"Yeşil Gökyüzü"

2.3K 187 213
                                    

Louis elini kalbine doğru götürürken hissettiği acıyla inleyip dizleri üzerine düştü. Kolundaki hançer dövmesi yanmaya başlarken gözlerini kapattı. İlk defa bu kadar şiddetli hissettiği acı benliğini ele geçirmiş kontrolü ele almıştı.

Acı tüm hızıyla tek tek hücrelerine yayılırken alfa gözlerini açtı. Nefesleri birbirine karışmış ciğerlerini kuruturken bir şeylerin yolunda gitmediğini hissedebiliyordu.

Kendisini zorlayıp ayağa kalktı. Görüşü kararırken ellerini yumruk yapmış kurt formuna odaklanmaya çalışmıştı. Benliği kurt formunu kabul etmek istemezken sol elini hançer dövmesine götürüp hissettiği sıcaklıkla inledi.

Bu sırada parmağındaki dövme silikleşmeye başlamıştı. Alfa kalbini saran korkuyla buz kesilirken zihni çığlık çığlığa bağırmaya başladı.

Çok kötü bir şey oldu.

Bedenini sarsan acıya boyun eğmezken derin bir nefes aldı ve saniyeler içinde siyahın hâkim olduğu kürkü toprakla buluştu. Alfa hiddetle ulurken mavileri yerini griye bırakmış rüzgârla yarışırcasına ormanı inletmeye başlamıştı. Toprağı sarsan vuruşlar hız kesmeden devam ederken kalbindeki ağrıyla tekrar hiddetle uludu.

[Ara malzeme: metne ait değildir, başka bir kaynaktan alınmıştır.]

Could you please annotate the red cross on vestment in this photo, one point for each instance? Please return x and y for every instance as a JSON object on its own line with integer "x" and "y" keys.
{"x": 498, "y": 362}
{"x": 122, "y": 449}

Uçuruma doğru geldiğini fark etmezken aldığı kokuyla duraksadı alfa. Ezberindeki koku ruhunu okşarken sık ağaçların arasından geçti ve grilerinin buluştuğu  alfa ile duraksadı.

Dizleri üzerindeki alfa hareketsiz bir biçimde boşluğa bakarken kurt formundan insan formuna dönüşmüş çıplak ayakları toprağı ezmeye başlamıştı.

Robert dakikalardır boşluğa bakarken inanamıyordu.

Atlamıştı.

Bir an bile düşünmeden bedenini boşluğa bırakan bedeni düşünmeye devam ederken ki acaba yaşıyor muydu? Bu sırada omzundaki sert tutuşla ayağa kaldırıldı ve kahverengileri koyu grilerle buluştu.

Alfa Louis William Tomlinson sevdikleri söz konusu olduğunda her şeye kendisini kapatırdı ki durum bu sefer eşiydi.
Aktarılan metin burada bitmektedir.